Gwangsun Kim

Assistant Professor @ POSTECH

About me

I am an assistant professor at the Department of Computer Science and Engineering, POSTECH. Before joining POSTECH, I worked at Arm on improving Arm processor IPs for server systems. I earned my Ph.D. (2016) and M.S. (2012) degrees from KAIST in Computer Science under Prof. John Kim, and B.S. degree (2010) from POSTECH in Computer Science and Engineering and Electronic and Electrical Engineering (double major).
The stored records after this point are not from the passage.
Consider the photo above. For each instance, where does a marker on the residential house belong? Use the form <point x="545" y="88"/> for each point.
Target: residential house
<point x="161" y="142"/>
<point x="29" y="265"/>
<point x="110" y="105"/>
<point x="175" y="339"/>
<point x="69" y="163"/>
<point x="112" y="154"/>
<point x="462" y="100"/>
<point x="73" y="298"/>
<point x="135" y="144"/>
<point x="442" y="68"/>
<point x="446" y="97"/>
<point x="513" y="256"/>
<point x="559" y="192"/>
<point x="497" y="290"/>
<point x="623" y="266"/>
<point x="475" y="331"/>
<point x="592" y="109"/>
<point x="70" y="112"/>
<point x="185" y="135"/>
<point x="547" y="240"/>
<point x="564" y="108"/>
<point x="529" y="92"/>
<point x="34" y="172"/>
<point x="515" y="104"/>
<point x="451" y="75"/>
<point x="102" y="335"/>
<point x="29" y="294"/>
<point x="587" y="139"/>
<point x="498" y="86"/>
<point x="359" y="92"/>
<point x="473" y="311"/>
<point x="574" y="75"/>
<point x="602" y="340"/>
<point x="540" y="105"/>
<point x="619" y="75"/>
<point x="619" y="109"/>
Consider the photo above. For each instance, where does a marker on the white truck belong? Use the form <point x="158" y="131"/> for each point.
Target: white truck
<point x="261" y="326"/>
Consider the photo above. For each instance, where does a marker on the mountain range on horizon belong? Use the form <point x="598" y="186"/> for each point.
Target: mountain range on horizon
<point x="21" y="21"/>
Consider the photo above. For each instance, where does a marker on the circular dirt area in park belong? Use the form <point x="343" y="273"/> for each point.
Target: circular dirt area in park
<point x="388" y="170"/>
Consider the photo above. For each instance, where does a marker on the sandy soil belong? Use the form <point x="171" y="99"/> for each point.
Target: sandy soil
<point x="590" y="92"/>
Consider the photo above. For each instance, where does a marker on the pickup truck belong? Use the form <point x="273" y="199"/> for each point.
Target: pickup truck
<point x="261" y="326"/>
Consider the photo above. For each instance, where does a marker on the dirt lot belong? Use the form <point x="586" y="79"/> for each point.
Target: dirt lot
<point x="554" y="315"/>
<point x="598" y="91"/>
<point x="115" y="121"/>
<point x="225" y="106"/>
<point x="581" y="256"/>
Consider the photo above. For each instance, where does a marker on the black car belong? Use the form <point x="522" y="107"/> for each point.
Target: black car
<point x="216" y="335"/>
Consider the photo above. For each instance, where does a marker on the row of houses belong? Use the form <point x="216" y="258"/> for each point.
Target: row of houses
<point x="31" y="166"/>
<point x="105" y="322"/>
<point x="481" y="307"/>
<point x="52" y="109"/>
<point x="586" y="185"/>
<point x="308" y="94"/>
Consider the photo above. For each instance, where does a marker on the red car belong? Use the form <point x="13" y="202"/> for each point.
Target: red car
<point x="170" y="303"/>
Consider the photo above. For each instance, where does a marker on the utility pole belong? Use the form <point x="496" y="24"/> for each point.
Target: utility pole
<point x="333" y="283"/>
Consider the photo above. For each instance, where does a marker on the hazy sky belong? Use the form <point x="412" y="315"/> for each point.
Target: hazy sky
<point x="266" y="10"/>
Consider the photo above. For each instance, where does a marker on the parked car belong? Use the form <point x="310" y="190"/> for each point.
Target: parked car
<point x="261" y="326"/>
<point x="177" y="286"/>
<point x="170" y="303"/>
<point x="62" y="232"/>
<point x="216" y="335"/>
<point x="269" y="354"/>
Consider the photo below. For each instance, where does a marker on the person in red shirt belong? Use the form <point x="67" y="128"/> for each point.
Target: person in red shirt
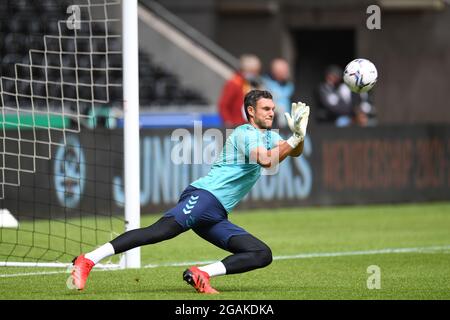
<point x="231" y="108"/>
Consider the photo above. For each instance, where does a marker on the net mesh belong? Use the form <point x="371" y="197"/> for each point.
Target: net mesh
<point x="49" y="105"/>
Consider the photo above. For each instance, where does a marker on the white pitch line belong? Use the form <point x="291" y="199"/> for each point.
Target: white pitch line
<point x="287" y="257"/>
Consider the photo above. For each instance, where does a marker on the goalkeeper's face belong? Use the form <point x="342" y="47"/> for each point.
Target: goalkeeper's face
<point x="263" y="113"/>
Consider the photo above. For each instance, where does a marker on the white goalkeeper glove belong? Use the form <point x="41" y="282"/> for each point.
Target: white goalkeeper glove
<point x="297" y="122"/>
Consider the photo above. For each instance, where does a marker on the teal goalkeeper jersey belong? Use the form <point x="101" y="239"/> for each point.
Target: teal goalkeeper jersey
<point x="233" y="174"/>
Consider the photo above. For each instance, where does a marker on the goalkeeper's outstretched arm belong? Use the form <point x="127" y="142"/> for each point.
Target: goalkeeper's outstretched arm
<point x="271" y="158"/>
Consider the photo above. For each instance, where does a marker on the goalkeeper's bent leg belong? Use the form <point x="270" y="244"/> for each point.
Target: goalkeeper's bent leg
<point x="249" y="253"/>
<point x="164" y="229"/>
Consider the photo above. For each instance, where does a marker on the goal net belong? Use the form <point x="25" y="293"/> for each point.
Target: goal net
<point x="61" y="138"/>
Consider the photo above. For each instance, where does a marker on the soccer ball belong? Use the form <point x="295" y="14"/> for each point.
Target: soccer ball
<point x="360" y="75"/>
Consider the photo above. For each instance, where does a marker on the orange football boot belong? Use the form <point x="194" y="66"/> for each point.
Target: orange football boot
<point x="81" y="269"/>
<point x="199" y="280"/>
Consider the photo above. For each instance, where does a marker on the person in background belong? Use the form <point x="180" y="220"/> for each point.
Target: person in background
<point x="278" y="82"/>
<point x="231" y="107"/>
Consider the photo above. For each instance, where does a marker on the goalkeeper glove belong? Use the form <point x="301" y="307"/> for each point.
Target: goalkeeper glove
<point x="297" y="122"/>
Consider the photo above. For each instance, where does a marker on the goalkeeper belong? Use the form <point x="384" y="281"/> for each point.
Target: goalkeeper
<point x="205" y="204"/>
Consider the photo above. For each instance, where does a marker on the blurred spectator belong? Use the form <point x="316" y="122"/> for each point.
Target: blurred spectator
<point x="340" y="106"/>
<point x="231" y="108"/>
<point x="278" y="82"/>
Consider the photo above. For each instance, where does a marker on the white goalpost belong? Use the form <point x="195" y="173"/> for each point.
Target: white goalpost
<point x="73" y="70"/>
<point x="131" y="126"/>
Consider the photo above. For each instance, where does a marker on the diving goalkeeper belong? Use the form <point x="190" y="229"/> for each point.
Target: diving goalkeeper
<point x="205" y="204"/>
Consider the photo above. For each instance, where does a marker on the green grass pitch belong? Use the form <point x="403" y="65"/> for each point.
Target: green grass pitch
<point x="320" y="253"/>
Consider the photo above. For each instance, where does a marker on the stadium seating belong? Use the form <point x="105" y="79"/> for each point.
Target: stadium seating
<point x="23" y="23"/>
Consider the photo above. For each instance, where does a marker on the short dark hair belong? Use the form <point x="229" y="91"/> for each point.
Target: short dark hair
<point x="252" y="98"/>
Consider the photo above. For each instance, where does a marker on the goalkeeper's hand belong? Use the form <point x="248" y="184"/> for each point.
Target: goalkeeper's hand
<point x="297" y="122"/>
I am looking for ambitious graduate students and undergraduate interns who want to do innovative research on computer systems (see Research Areas and On-going projects below). If you are interested in working with me, please contact me at g.kim at postech dot ac dot kr.

Employment

Assistant Professor, POSTECH, Nov. 2018 - Present
Senior Research Engineer, Arm Inc., Mar. 2018 - Oct. 2018
Senior Performance Engineer, Arm Inc., Sep. 2016 - Mar. 2018
Research Intern, NVIDIA, Jun. 2015 - Sep. 2015
Research Intern, Samsung Electronics, Jul. 2014 - Sep. 2014

Research Areas

I am interested in various topics in computer architecture and its interaction with different layers of computer system including algorithm, operating system, and programming models. Below are some of the topics I have been working on:

Domain-specific Accelerators for Machine Learning
Near-Data Processing / Processing-In-Memory
HW/SW Co-design
Memory system with Storage-Class Memory
Massively parallel architectures (e.g., GPU)
Large-scale systems (Data centers and supercomputers)
Interconnection networks

On-going Projects

General-purpose Near-Data Processing (NDP) in CXL memory expander for datacenters
- While directly accessing CXL memory from the host CPU results in high latency and low bandwidth, NDP in a CXL memory expander can overcome this challenge. However, application-specific NDP in CXL memory is not suitable for datacenter servers due to the large number of applications that need to be supported. Additionally, using conventional CPU and GPU cores for NDP provides limited efficiency. In this work, we propose a low-overhead, general-purpose NDP in CXL memory to address these challenges.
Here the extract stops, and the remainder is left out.